The next time it came for him, he chopped clean through one of its legs. Sharpness cleaved through it and it fell off balance; the torn-off limb smoked to nothing. It swiped for him and he leaped over, Axes whirling, and chopped off another leg. He'd take this thing apart piece by piece if he had to—
Then its arms clamped down around him like a bear trap, smothering him.
They started to constrict, crushing him tighter and tighter—an immense brute force powered by the essence of dozens of mages. It seemed to be putting everything it had into this one crush. And in that moment, Zane experienced a force like two hydraulic presses smashing in on him on either side, a force like he'd never felt before. The Golem roared in triumph.

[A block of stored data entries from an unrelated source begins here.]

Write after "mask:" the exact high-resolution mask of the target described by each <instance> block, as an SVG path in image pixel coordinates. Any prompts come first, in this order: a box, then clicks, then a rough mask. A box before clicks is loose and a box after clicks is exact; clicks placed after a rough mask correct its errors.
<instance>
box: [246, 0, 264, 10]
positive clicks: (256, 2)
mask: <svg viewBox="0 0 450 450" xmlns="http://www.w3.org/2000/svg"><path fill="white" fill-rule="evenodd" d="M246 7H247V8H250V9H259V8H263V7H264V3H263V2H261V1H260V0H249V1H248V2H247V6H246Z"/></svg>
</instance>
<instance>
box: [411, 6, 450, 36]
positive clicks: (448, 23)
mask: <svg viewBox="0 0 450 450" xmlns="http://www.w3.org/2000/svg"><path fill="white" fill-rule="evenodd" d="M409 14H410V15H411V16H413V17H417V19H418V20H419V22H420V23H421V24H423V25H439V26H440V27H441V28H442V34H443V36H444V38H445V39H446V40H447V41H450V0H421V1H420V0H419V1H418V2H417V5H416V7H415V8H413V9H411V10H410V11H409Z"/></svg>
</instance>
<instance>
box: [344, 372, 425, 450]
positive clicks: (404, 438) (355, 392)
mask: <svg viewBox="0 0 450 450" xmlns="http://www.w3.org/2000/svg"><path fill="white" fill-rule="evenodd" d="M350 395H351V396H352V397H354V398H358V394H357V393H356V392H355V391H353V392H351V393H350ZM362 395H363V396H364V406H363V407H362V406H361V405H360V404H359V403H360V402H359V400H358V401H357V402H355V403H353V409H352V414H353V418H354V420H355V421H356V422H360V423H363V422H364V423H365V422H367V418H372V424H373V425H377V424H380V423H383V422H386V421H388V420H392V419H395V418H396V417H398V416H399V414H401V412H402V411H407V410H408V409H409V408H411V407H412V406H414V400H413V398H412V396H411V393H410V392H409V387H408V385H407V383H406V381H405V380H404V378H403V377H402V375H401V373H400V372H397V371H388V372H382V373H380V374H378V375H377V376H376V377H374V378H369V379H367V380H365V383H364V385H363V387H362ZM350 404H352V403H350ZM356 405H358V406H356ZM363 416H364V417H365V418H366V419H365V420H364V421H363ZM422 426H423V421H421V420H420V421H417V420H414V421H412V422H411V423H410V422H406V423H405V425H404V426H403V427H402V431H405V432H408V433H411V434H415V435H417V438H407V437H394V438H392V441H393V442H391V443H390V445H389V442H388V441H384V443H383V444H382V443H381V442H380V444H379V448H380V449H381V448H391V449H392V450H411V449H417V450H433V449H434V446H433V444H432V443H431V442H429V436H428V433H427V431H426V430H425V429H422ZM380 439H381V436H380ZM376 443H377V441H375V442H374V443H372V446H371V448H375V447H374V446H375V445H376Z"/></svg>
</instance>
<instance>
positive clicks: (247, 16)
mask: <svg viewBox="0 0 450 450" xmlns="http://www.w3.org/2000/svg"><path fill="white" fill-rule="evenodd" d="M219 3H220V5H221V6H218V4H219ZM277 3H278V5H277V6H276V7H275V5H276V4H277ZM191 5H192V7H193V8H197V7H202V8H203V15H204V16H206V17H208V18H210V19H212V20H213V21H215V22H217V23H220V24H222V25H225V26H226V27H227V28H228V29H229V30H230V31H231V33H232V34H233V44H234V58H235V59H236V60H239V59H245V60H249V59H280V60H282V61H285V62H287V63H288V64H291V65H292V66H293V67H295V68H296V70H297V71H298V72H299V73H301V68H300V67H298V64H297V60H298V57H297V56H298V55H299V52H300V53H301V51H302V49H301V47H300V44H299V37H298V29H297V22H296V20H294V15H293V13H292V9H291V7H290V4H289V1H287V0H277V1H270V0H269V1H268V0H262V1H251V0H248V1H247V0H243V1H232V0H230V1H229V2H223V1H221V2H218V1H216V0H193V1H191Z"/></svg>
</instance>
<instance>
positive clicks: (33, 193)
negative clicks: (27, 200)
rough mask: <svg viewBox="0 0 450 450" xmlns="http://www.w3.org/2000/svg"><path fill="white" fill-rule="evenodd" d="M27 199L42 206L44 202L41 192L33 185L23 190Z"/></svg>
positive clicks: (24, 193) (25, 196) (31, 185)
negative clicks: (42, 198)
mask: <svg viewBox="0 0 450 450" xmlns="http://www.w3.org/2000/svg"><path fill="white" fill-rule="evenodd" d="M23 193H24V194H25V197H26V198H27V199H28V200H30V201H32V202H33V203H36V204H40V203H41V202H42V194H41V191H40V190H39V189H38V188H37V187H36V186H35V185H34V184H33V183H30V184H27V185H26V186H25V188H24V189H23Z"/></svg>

The arms closed tight… and stilled.
Then its arms began to tremble. And slip. The Golem blinked, baffled.
Inch by inch, those massive arms were forced open to reveal a man at its center, face drawn tight, muscles working furiously. He grunted with the effort; he was grinning. Just brute force set against brute force. And with one last screaming effort, he blasted the Golem off and stood there panting, muscles slicked with sweat.
No Skill. Pure strength.
That was unexpected. It actually made him work. That was kind of fun, actually.
Only... that seemed the end of it.
He blinked—he was hoping for another round but the Golem was smoldering out. Up on the steps, the mages were collapsed in shuddering heaps. Their essence was gone, their shield was gone.
They'd really poured everything they had into that crush. It was a shame—they didn't know they were trying to crush a crusher. Zane's first love had been brute force wrestling. He still longed to go back to it sometimes. You were just not going to beat him in a contest of raw power. Even if it was the combined essence of nearly thirty mages, set against just his body… And his body won.
His new steel body had taken turret fire, cannon fire, and now the crush of a giant magma Golem. And he still seemed unscathed. Elias had been right. This was a hell of a passive Skill. Zane was quite pleased.
He had a funny thought. His body was at a point now where he could've walked in here and wrecked them. All without using a single Skill.
He took care of the last of the Mages. This was probably the elite of their military. A few slashes turned them to essence.
Now nothing stood between him and the palace.